Workflows

Site Selection Data: What to Pull, Where to Get It, and How to Use It

Site selection decisions fail when critical data layers are incomplete or assembled too slowly. This guide covers the six data categories every development team needs -- power availability, zoning, environmental risk, transportation, market demand, and parcel ownership -- with specific sources and flags for each. Includes how AI-assisted workflows are changing the assembly process.

by Build Team April 1, 2026 5 min read

Site Selection Data: What to Pull, Where to Get It, and How to Use It

The six data layers behind every development decision -- and how modern teams are assembling them faster.

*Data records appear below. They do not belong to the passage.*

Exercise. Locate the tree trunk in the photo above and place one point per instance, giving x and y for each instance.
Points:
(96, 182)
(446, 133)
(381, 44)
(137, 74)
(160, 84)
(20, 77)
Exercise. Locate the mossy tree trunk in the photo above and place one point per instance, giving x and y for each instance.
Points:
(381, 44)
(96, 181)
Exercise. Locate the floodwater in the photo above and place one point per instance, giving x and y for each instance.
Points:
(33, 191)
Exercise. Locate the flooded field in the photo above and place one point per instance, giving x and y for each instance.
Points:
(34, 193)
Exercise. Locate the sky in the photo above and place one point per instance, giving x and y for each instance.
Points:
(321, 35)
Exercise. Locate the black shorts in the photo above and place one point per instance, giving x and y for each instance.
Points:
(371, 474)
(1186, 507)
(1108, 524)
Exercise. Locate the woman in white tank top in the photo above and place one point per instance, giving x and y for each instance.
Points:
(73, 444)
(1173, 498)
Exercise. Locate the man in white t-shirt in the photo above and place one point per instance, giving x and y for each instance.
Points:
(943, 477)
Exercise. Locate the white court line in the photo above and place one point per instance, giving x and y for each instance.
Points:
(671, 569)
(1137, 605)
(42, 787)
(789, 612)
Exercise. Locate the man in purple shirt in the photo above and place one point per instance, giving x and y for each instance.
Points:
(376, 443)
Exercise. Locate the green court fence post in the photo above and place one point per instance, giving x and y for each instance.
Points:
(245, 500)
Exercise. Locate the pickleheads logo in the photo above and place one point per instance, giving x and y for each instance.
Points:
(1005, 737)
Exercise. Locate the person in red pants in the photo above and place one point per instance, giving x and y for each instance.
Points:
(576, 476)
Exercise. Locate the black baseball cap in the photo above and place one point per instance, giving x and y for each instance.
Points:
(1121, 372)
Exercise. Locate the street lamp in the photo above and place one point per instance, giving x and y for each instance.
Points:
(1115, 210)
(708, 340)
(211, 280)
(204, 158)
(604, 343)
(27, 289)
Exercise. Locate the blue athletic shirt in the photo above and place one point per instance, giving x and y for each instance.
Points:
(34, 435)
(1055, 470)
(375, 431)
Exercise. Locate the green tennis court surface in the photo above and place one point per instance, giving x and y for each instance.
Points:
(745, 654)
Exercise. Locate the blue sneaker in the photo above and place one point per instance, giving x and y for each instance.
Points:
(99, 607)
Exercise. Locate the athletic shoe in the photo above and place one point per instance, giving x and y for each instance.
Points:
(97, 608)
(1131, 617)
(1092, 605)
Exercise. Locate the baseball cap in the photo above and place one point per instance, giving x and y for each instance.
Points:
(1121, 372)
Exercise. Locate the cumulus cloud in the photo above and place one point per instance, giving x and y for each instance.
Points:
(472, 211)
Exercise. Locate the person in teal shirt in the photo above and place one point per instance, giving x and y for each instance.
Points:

The Data Problem in Site Selection

Site selection fails when teams work from incomplete data, stale data, or data layers that weren't assembled to talk to each other. A site that clears the power screen but fails on environmental review. A parcel that's correctly zoned but sits in a transmission-constrained subregion. A market with strong absorption but a labor pool that can't support the tenant's headcount.

Every one of these failures is a data failure -- not a judgment failure.

The good news: almost all of the critical data exists, and most of it is publicly available. The constraint has been assembly speed and integration. AI is changing both.

The Six Data Layers That Drive Site Selection

Layer 1: Power Availability

For energy-intensive development -- data centers, manufacturing, EV logistics, cold storage -- power is often the primary screen.

What to pull:

  • EIA Form 861 (annual utility sales and customer data by utility)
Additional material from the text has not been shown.